Staatskrise in Guinea-Bissau

Die intransparente politische Situation in Guinea-Bissau nach der verfassungswidrigen Auflösung von Parlament und Regierung durch den Präsidenten Umaro Sissoco Embaló am 4.12. 2023 (Staatsstreich??) hat zu allerlei Spekulationen über Ursachen, vor allem aber über die unmittelbaren Folgen für das Land geführt. Auch in der ACG kursieren dazu diverse Erklärungsversuche.

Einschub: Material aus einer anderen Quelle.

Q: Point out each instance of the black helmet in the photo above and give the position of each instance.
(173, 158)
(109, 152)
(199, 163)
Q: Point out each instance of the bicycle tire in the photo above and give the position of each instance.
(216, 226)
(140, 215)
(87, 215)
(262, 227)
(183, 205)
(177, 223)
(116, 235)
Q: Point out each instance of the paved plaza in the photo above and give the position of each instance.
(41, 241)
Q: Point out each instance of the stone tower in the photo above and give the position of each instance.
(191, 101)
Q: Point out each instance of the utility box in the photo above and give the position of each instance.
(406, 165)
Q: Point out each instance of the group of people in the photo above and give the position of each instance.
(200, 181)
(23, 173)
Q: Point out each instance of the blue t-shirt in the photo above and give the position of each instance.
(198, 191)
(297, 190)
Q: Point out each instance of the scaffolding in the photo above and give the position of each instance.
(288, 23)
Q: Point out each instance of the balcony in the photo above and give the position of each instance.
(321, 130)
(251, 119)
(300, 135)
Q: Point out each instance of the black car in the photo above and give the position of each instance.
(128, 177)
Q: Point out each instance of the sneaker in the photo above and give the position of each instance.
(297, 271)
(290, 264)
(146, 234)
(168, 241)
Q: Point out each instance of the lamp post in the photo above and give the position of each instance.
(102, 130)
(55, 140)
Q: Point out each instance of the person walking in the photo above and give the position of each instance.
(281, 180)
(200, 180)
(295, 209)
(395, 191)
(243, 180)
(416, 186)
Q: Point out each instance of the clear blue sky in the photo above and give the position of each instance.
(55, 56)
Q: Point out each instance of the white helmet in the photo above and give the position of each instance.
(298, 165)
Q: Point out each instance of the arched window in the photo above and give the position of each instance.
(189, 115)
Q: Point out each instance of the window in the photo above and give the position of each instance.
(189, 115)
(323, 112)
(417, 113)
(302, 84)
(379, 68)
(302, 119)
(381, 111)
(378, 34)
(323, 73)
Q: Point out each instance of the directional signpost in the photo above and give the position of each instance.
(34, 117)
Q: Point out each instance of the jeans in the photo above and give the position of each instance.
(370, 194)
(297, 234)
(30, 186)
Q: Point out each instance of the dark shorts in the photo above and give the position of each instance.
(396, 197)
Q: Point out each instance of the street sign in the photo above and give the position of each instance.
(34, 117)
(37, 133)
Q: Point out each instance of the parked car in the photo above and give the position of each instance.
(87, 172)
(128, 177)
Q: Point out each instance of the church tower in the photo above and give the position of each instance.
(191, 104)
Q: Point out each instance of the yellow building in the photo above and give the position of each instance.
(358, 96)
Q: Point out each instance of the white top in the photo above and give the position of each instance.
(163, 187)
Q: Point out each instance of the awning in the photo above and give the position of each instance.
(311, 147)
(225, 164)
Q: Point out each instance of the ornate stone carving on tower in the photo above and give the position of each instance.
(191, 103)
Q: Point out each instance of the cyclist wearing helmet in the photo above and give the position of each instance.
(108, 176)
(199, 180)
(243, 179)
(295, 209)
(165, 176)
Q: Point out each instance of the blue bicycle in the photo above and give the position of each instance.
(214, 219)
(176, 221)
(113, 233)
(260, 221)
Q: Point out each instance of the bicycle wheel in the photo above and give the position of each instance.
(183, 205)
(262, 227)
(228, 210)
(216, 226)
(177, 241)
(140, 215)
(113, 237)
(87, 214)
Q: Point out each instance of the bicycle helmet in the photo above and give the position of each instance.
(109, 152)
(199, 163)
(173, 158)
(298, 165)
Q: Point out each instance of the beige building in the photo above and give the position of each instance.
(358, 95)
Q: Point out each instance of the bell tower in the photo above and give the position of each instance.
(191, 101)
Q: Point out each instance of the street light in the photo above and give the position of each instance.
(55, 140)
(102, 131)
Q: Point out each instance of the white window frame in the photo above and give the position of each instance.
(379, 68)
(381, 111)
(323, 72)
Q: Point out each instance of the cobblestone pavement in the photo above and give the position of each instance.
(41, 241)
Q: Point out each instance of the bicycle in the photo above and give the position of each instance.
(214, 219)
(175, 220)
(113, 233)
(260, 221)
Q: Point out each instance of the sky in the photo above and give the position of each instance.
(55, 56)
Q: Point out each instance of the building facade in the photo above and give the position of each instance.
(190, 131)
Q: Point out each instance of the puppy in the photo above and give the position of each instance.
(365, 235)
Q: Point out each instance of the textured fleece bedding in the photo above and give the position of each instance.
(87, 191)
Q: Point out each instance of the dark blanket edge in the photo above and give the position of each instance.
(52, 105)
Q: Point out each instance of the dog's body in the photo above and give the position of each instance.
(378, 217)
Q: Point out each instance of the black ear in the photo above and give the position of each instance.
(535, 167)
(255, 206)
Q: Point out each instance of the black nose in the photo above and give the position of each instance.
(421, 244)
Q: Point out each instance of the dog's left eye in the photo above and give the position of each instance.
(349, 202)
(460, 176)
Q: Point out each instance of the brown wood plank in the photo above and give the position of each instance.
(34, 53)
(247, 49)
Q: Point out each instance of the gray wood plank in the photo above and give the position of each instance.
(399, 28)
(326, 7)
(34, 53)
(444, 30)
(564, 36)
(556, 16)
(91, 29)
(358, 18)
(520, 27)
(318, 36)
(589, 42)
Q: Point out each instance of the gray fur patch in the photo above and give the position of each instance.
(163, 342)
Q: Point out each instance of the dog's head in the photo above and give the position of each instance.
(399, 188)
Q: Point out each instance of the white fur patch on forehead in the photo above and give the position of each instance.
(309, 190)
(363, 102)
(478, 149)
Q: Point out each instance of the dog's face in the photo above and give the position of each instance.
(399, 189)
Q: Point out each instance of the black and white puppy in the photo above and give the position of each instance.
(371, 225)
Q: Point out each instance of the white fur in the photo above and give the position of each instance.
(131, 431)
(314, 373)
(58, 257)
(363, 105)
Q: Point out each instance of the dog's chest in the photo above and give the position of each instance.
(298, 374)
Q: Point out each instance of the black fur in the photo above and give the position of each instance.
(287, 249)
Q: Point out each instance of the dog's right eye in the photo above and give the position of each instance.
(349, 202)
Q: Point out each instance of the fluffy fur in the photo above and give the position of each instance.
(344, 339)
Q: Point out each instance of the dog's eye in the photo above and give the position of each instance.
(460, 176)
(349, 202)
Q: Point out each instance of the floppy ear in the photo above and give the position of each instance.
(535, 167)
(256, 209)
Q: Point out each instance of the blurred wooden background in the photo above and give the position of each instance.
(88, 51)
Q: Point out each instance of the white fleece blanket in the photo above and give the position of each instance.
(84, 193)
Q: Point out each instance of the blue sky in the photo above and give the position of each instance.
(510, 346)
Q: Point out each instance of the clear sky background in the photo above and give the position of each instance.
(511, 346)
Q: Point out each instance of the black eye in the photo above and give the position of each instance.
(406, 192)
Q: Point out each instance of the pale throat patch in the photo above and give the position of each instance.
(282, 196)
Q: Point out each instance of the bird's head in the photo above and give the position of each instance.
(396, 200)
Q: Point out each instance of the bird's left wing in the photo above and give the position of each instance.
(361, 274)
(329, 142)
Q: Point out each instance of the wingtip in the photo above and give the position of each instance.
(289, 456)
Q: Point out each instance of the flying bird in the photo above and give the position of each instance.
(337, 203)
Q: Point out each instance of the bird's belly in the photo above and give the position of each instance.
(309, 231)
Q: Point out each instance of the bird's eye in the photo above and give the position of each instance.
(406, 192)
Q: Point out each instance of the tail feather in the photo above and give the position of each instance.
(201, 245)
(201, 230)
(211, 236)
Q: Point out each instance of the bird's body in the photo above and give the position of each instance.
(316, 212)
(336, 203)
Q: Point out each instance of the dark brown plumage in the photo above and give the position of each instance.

Der deutschsprachige aktuelle Beitrag zur „Staatskrise in Guinea-Bissau“ vom European Journalism Observatory“ (EJO) scheint uns geeignet, die Sache einzuordnen – insbesondere auch hinsichtlich der Situation der Medien und Journalisten. Bei der Förderung von Lokal-und Community-Radios im Land wird neben UN und EU ausdrücklich das WFD-Projekt benannt, das von unserem Mitglied Jasmina Barckhausen geleitet wird und das auch bei verschiedenen Anlässen von der ACG unterstützt wurde.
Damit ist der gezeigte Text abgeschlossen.